UniFusion achieves competitive performance on DPG-Bench against much larger models trained on more data. We report average and best generation across four seeds at 1024px resolution. Macro Average is taken as mean over scores per category, whereas Micro averages scores across all prompts. Results are scored by Gemma-3-27B with extensive CoT to reduce hallucinations in scoring.

Capability Transfer - Editing helps text-to-image generation

UniFusion demonstrated significant improvements in prompt alignment for text-to-image generation after finetuning on editing tasks for just 11k steps. Specifically, UniFusion-Edit leads UniFusion-Base by over 2 percentage points in Micro Avg of DPG-Bench. In an A/B test with 180 annotators across 616 prompts (2 seeds each), UniFusion-Edit achieves nearly double double the win rate of UniFusion-Base.

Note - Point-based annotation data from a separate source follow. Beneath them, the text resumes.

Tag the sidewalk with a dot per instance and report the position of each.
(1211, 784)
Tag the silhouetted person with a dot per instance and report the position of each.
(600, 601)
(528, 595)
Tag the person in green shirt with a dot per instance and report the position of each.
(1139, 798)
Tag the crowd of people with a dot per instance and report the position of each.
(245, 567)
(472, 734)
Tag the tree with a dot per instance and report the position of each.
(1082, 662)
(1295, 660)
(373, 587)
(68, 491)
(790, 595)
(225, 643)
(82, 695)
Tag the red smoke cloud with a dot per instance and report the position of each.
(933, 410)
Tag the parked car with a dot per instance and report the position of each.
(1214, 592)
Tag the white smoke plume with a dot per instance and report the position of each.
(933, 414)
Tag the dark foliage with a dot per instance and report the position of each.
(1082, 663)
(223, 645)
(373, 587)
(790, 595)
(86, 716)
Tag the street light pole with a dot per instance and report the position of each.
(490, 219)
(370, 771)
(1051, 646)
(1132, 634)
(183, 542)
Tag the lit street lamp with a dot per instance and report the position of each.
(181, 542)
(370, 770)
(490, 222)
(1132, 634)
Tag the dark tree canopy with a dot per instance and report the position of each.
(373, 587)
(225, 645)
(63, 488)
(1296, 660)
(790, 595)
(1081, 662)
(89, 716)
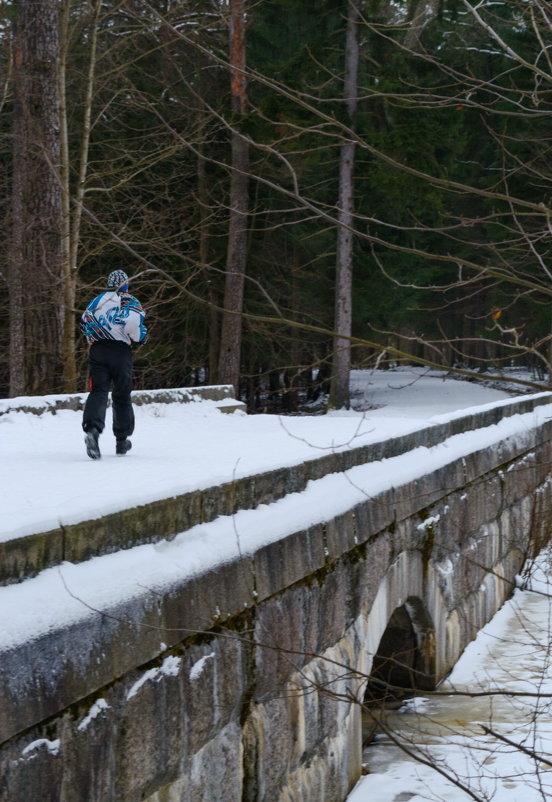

We hypothesize that this improvement stems from the unified encoder framework. In a shared encoder space, concepts represented by different modalities become more semantically aligned compared to the conventional separation of VAE and T5 spaces. For DiT, this offers two theoretical benefits:

  1. Reduced disruption in parameter space when transitioning from text-to-image to editing tasks, and
  2. More coherent concept optimization as DiT learns to optimize the same flow matching (or denoising) loss given different modalities of the same concept, enabling a more well-rounded understanding, which facilitates smoother capability transfer between tasks.